# Generalized Gamma distribution with absolute value on a parameter

Hello. I am working with the Generalized Gamma Distribution with an absolute value on a parameter.

I don’t know how well Stan can handle this type of distributions, since the derivative is difficult and may be indifferentiable at that point. Does anyone have experience with distribution that has an absolute value of a particular parameter in its pdf?
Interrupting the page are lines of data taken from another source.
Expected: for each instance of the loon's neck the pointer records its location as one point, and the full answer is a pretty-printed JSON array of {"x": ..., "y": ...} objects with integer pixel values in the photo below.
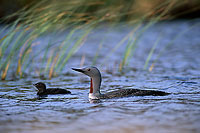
[{"x": 95, "y": 87}]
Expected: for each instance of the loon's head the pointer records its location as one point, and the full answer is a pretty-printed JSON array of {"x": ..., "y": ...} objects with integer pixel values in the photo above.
[
  {"x": 89, "y": 71},
  {"x": 40, "y": 86},
  {"x": 95, "y": 76}
]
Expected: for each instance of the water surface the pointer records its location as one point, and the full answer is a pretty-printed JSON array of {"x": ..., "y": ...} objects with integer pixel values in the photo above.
[{"x": 177, "y": 71}]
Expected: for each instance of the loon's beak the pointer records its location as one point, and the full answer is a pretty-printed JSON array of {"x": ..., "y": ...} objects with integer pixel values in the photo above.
[{"x": 78, "y": 70}]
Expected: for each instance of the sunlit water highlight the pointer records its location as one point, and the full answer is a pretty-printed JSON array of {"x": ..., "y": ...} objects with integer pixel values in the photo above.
[{"x": 177, "y": 71}]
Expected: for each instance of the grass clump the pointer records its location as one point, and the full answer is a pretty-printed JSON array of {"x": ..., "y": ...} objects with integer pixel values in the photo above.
[{"x": 78, "y": 17}]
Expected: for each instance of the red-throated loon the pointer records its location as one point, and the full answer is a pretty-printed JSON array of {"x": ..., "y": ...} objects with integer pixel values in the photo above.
[
  {"x": 95, "y": 76},
  {"x": 43, "y": 91}
]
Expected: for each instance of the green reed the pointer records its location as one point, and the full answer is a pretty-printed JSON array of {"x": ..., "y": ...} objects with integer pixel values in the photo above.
[{"x": 77, "y": 17}]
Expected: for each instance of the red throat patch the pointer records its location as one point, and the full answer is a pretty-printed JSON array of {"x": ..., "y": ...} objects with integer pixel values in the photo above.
[{"x": 91, "y": 86}]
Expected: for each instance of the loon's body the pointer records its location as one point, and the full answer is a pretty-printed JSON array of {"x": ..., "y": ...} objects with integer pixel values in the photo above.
[
  {"x": 50, "y": 91},
  {"x": 95, "y": 76}
]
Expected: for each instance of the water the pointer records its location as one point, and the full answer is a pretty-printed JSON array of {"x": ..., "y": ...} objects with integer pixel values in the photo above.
[{"x": 177, "y": 72}]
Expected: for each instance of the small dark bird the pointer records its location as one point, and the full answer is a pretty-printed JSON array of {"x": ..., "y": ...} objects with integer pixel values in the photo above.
[{"x": 43, "y": 91}]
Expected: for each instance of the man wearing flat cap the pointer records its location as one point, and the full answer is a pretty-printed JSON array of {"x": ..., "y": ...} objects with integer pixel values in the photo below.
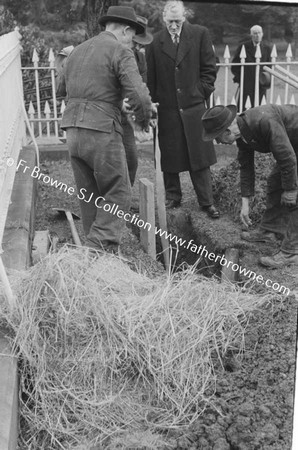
[
  {"x": 268, "y": 128},
  {"x": 99, "y": 74}
]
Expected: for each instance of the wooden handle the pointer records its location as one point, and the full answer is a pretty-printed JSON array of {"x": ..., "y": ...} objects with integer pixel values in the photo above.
[{"x": 73, "y": 229}]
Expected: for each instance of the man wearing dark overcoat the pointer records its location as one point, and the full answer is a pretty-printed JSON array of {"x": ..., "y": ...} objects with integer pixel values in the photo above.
[
  {"x": 251, "y": 46},
  {"x": 99, "y": 74},
  {"x": 268, "y": 128},
  {"x": 181, "y": 75}
]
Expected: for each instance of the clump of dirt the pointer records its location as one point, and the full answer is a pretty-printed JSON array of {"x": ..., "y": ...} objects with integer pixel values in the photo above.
[{"x": 252, "y": 405}]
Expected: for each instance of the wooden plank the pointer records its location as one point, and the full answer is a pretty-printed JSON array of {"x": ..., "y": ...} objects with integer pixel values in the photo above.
[
  {"x": 228, "y": 272},
  {"x": 41, "y": 245},
  {"x": 147, "y": 214},
  {"x": 9, "y": 417},
  {"x": 161, "y": 207}
]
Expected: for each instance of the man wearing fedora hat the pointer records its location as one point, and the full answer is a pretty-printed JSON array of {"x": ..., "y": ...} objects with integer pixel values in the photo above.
[
  {"x": 99, "y": 74},
  {"x": 266, "y": 129},
  {"x": 251, "y": 46},
  {"x": 181, "y": 75}
]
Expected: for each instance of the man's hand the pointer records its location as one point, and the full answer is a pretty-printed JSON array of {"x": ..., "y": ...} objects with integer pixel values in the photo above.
[
  {"x": 154, "y": 107},
  {"x": 288, "y": 198},
  {"x": 244, "y": 214}
]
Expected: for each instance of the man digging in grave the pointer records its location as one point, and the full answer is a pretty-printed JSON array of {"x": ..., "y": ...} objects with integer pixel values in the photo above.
[
  {"x": 99, "y": 74},
  {"x": 268, "y": 128}
]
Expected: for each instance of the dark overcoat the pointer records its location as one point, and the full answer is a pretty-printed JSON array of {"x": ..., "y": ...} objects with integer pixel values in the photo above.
[
  {"x": 181, "y": 80},
  {"x": 250, "y": 71}
]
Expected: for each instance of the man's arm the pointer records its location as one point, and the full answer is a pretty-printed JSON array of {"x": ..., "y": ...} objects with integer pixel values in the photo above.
[
  {"x": 151, "y": 71},
  {"x": 272, "y": 130},
  {"x": 134, "y": 88}
]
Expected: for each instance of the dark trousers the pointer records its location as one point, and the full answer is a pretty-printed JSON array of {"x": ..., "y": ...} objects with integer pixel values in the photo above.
[
  {"x": 202, "y": 183},
  {"x": 99, "y": 165},
  {"x": 278, "y": 218}
]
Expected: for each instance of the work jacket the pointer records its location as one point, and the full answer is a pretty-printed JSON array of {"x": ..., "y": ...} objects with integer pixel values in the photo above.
[
  {"x": 99, "y": 73},
  {"x": 269, "y": 128}
]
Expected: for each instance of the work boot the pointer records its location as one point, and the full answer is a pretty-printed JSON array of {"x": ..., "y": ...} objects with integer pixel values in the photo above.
[
  {"x": 259, "y": 236},
  {"x": 280, "y": 259}
]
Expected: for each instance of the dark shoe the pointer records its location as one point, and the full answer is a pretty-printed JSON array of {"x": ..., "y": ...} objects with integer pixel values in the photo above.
[
  {"x": 280, "y": 259},
  {"x": 170, "y": 204},
  {"x": 259, "y": 236},
  {"x": 211, "y": 211}
]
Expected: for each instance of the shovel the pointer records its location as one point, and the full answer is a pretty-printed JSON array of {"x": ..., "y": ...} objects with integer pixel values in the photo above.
[{"x": 70, "y": 216}]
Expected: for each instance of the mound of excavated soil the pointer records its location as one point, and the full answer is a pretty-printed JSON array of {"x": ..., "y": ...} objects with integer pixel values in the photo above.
[{"x": 253, "y": 398}]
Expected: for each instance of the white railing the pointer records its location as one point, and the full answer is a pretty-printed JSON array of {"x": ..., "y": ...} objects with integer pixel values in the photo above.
[
  {"x": 278, "y": 93},
  {"x": 12, "y": 128},
  {"x": 45, "y": 111}
]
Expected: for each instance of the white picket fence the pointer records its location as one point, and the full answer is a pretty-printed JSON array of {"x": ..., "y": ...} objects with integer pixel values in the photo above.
[
  {"x": 12, "y": 128},
  {"x": 45, "y": 115},
  {"x": 278, "y": 93}
]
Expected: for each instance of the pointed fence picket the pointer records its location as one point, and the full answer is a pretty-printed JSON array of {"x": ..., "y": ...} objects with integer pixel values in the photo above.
[{"x": 45, "y": 109}]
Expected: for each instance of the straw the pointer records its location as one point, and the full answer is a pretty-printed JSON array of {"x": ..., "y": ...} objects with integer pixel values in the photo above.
[{"x": 107, "y": 352}]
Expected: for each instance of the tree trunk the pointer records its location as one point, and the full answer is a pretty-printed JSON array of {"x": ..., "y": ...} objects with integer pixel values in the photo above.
[{"x": 94, "y": 10}]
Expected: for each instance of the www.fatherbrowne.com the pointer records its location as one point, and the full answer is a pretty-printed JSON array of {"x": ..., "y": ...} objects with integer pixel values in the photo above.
[
  {"x": 100, "y": 202},
  {"x": 202, "y": 251}
]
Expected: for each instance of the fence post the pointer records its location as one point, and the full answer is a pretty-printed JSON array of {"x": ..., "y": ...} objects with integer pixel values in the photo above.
[
  {"x": 35, "y": 60},
  {"x": 52, "y": 69}
]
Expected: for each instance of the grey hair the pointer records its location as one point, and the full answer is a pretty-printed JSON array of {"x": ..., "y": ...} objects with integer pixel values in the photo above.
[
  {"x": 173, "y": 4},
  {"x": 255, "y": 27}
]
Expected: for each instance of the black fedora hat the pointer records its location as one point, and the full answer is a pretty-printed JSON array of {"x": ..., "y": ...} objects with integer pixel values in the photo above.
[
  {"x": 123, "y": 14},
  {"x": 216, "y": 120},
  {"x": 146, "y": 37}
]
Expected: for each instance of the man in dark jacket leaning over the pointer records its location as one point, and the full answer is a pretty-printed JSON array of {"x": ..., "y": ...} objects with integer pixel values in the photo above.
[
  {"x": 99, "y": 74},
  {"x": 269, "y": 128},
  {"x": 181, "y": 70}
]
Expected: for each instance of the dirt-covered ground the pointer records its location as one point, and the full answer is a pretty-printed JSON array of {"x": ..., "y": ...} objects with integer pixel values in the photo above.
[{"x": 252, "y": 406}]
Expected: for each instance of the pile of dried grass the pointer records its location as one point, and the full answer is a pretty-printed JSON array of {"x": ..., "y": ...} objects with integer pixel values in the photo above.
[{"x": 105, "y": 349}]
I am thinking Generalized Gamma, Generalized Beta’s, etc.

This is what I did.

``````N = 500;
mu = 3;
sigma = 1;
Q = 0.5;
#censoring point > 1 (uniform for all subjects)
C=10;

#Simulate from GenGamma distribution with uniform censoring
rgengamma_cen <- function(N, mu, sigma, Q, C) {

X=flexsurv::rgengamma(N, mu, sigma, Q);

X[which(X>=C)]=C;

return ( X );

}

t = rgengamma_cen(N, mu, sigma, Q, C);

df = data.frame( time = t,
status = (t<C) )

#Check to ensure simulation is ok and it is.
fs1 = flexsurvreg(Surv(t, status) ~ 1, data = df, dist = "gengamma")

#data input for Stan
data_list <- list(
Nuc = length(which(df\$status==1)),
yuc = unlist(df[which(df\$status==1),"t"]),
Nc = length(which(df\$status==0)),
yc = unlist(df[which(df\$status==0),"t"])
)
``````

Then I follow the parameterization used by flexsurv, which is from Cox et al (2007):

Generalized Gamma Stan code:

``````// Generalized Gamma as implemented in flexsurv R package
// https://search.r-project.org/CRAN/refmans/flexsurv/html/GenGamma.html
// only require 'sigma' >0

functions{

real generalized_gamma_lpdf_fs(real x, real mu, real sigma, real Q) {

real Qw = Q*(log(x)-mu)/sigma;
real Qis = inv(pow(Q,2));
real ll;
ll = log(abs(Q)) + Qis*(log(Qis)+Qw) - Qis*exp(Qw) - log(sigma*x) - lgamma(Qis);
return ll;

}

real generalized_gamma_cdf_fs(real x, real mu, real sigma, real Q) {

real w = (log(x)-mu)/sigma;
real Qw = Q*(log(x)-mu)/sigma;
real Qis = inv(pow(Q,2));
real lik;
if (Q > 0) lik=gamma_cdf(Qis*exp(Qw),Qis,1);
else if (Q < 0) lik=1-gamma_cdf(Qis*exp(Qw),Qis,1);
else lik=std_normal_cdf(w);
return lik;

}

}

data{

int Nuc;
real yuc[Nuc];
int Nc;
real yc[Nc];

}

parameters{

real mu;
real<lower=0> sigma;
real Q;

}

model{

mu ~ normal(0,5);
sigma ~ normal(0,1);
Q ~ normal(0,5);

for (i in 1:Nuc) {
target += generalized_gamma_lpdf_fs(yuc[i],mu,sigma,Q);
}

for (i in 1:Nc){
target += log1p(generalized_gamma_cdf_fs(yc[i],mu,sigma,Q));
}

}
``````

Surely, my Stan code could be vectorized and made faster. [The last run took me 50 mins.] Nevertheless, These are the warnings and issues I got:

Warning: 8 of 4000 (0.0%) transitions ended with a divergence.
This may indicate insufficient exploration of the posterior distribution.
Possible remedies include:

• Increasing adapt_delta closer to 1 (default is 0.8)
• Reparameterizing the model (e.g. using a non-centered parameterization)
• Using informative or weakly informative prior distributions

1974 of 4000 (49.0%) transitions hit the maximum treedepth limit of 10 or 2^10-1 leapfrog steps.
Trajectories that are prematurely terminated due to this limit will result in slow exploration.
Increasing the max_treedepth limit can avoid this at the expense of more computation.
If increasing max_treedepth does not remove warnings, try to reparameterize the model.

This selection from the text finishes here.